Major sections of Hurricane Sandy-ravaged Sheepshead Bay still don’t have electricity, heat, or hot water, say residents and merchants who are spending their third week repairing damaged homes and storefronts.
Con Edison claims that most Brooklynites now have electricity — but that news does little to console the hundreds of Sheepshead Bay residents who either remain without power or don’t have a home to return to.
“I lived in an apartment,” said 50-year-old Anthony Calzone. “But my landlord doesn’t want to pump out the basement, so I’m out on the street. I shower at my sister’s place and sleep in a park.”
As of Monday morning, a handful of Sheepshead Bay businesses have power, but most remain without. Gas-fueled generators are a common sight, say residents.

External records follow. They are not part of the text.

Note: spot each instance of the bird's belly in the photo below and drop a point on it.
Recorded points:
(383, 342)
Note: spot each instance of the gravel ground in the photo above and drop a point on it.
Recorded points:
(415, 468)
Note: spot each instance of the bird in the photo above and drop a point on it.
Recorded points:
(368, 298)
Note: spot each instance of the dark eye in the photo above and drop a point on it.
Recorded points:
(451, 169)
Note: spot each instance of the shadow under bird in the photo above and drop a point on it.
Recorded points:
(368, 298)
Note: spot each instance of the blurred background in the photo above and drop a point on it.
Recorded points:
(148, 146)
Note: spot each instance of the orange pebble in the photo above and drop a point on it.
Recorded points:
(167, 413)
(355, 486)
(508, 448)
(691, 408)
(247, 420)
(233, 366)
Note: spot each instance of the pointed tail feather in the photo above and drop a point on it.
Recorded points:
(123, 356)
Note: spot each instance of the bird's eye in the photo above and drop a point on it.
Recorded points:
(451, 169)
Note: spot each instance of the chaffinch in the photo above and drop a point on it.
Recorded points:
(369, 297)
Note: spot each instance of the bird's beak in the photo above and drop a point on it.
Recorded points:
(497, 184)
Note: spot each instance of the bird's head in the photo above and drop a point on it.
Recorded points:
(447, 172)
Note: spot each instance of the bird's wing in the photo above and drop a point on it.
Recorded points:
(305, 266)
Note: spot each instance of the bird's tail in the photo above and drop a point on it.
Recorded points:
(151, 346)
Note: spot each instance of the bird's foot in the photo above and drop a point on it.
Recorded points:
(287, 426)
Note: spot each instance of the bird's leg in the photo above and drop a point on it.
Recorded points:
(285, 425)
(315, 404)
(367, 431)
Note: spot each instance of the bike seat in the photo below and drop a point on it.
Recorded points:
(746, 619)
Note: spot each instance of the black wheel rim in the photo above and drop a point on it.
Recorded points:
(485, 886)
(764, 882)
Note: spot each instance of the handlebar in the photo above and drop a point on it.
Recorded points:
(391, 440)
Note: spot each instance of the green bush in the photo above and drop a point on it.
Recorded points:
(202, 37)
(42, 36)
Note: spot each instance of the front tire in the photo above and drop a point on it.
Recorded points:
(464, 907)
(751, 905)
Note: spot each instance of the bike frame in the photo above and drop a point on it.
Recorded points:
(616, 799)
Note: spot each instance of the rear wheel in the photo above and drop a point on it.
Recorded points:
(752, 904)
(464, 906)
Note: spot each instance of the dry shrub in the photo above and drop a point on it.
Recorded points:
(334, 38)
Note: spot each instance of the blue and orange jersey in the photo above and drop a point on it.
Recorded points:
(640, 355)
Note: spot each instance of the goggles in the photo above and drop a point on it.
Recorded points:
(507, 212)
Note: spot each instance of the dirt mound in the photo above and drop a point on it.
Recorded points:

Businesses still digging out of the disaster zone Hurricane Sandy left behind include:
• The Mini Centro shoe store. Power generators hum outside the Sheepshead Bay Road store alongside a mountain of sodden footwear destroyed by Sandy’s rising floodwaters.
“We lost about 90-percent of our products,” owner Yury Sephir said. “We have no other source of income, so we’re trying to get everything fixed as soon as possible.”
• The Night Life Cafe. The Sheepshead Bay Road bar near Voorhies Avenue was seriously damaged as it took on more than five feet of water. Bartender Eddie Vasquez, who was serving drinks when the storm hit, was nearly killed when a storm surge caused the security gate to fall — trapping him inside as water continued to pour in. Fortunately, two passing cops realized he was inside and hoisted up the gate so he could escape.
“They pulled it out, and I went through head first,” Vasquez said.
• The Cherry Hill Gourmet Market inside the landmarked Lundy’s building on Emmons Avenue, where employees were seen throwing out tons of spoiled food last week, remains shuttered as employees wait for power to be restored. All of the businesses on Emmons Avenue between Ocean Avenue and West End Avenue still don’t have electricity, merchants say.
“It all depends on power,” said Cherry Hill Gourmet Market owner Uzi Mizrahi. “We’ve got a lot money riding on our refrigerators turning back on.”
• The Duane Reade on Ocean and Voorhies avenues was completely destroyed, according to employee Daniel Vanzandy.
“It got about three-feet of water,” Vanzandy said. “All the products were destroyed. We found stuff in the front aisle, the back aisle we even found stuff in the bathroom.”
Yet pharmacy workers are opting to help others before finishing repairs. Employees retrofitted their pharmaceutical bus — usually reserved for flu shots — to serve as a relief truck that distributed out dried goods, cleaning supplies, and blankets to hundreds of Sheepshead Bay residents-turned-refugees last week.
“Many of them are homeless, or in homes they don’t want to be in,” said Deidre Zaccone, Director of Marketing for Duane Reade. “We had a group of eight families come over who were all living in the same house.”
Most hurricane-rattled Sheepshead Bay merchants say they are ready to turn a corner and open, but can’t do a thing until the lights come back on.